Explains Parrish, “Every choice made in the creation of the library is deliberate and constructed to emphasize the message of Christ and its impact upon Billy Graham’s life and sixty years of his ministry. These experiences, from seeing his writings and photos, to drinking milk out of a Graham Brother’s Dairy milk bottle, are created to impart a better understanding of his experience through Christ. Visitors will learn about how a farm boy grew up to receive the Congressional Gold Medal. They also will see how growing up on a farm influenced Billy’s character, how his marriage to Ruth influenced his life and his international ministry, how his relationships with presidents from Truman to Bush were conducted, and how he was able to always look for new and improved ways to use technology to share the message of the ministry.”

The library is constructed to resemble the Graham’s dairy barn and is hallmarked by a giant cross through which visitors must pass to gain entry. A country kitchen, talking cow and sundry exhibits document the historical achievements and the life of Billy Graham. Graham’s nephew, businessman Mel Graham, says that the family is looking forward to sharing some of the important family mementos such as a set of playing cards upon which Billy’s mother carefully typed Bible verses, and a replication of his grandmother’s homestead which will be featured across from the library.

Over 200,000 visitors per year are expected to tour the library. Admission will be free.

Comments Parrish, “It was important to Billy Graham and to all in his ministry that people continue hearing the message he has shared long after he has gone to heaven. As he himself says, the message wasn’t Billy Graham’s, the message was, and is, God’s.”

Graham hopes that his legacy is not one of mere bricks and mortar, or images frozen in time, but rather in the people he hopes to continue to inspire. By providing a glimpse into Billy Graham’s story, and by sharing the gospel from his crusades and writings, BGEA’s hope is that generations upon generations can continue to be called home to God.

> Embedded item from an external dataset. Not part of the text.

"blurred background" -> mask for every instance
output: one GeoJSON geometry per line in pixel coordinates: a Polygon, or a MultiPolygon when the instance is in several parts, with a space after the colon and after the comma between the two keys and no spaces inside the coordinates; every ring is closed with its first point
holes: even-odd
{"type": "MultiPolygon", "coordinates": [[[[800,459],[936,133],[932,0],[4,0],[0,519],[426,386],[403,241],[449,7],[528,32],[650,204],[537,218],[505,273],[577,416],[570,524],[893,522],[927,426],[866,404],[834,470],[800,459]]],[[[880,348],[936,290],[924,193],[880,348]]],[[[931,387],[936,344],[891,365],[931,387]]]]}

As Reverend Graham once said in a crusade, “The real story…is not in the great choirs, the thousands in attendance, not the hundreds of inquirers who are counseled. The real story is in the changes that have taken place in the hearts and lives of people.”

(For more information: Billy Graham, God’s Ambassador; Billy Graham Evangelistic Association, 1999.)
Susanne Deitzel is a Charlotte-based freelance writer.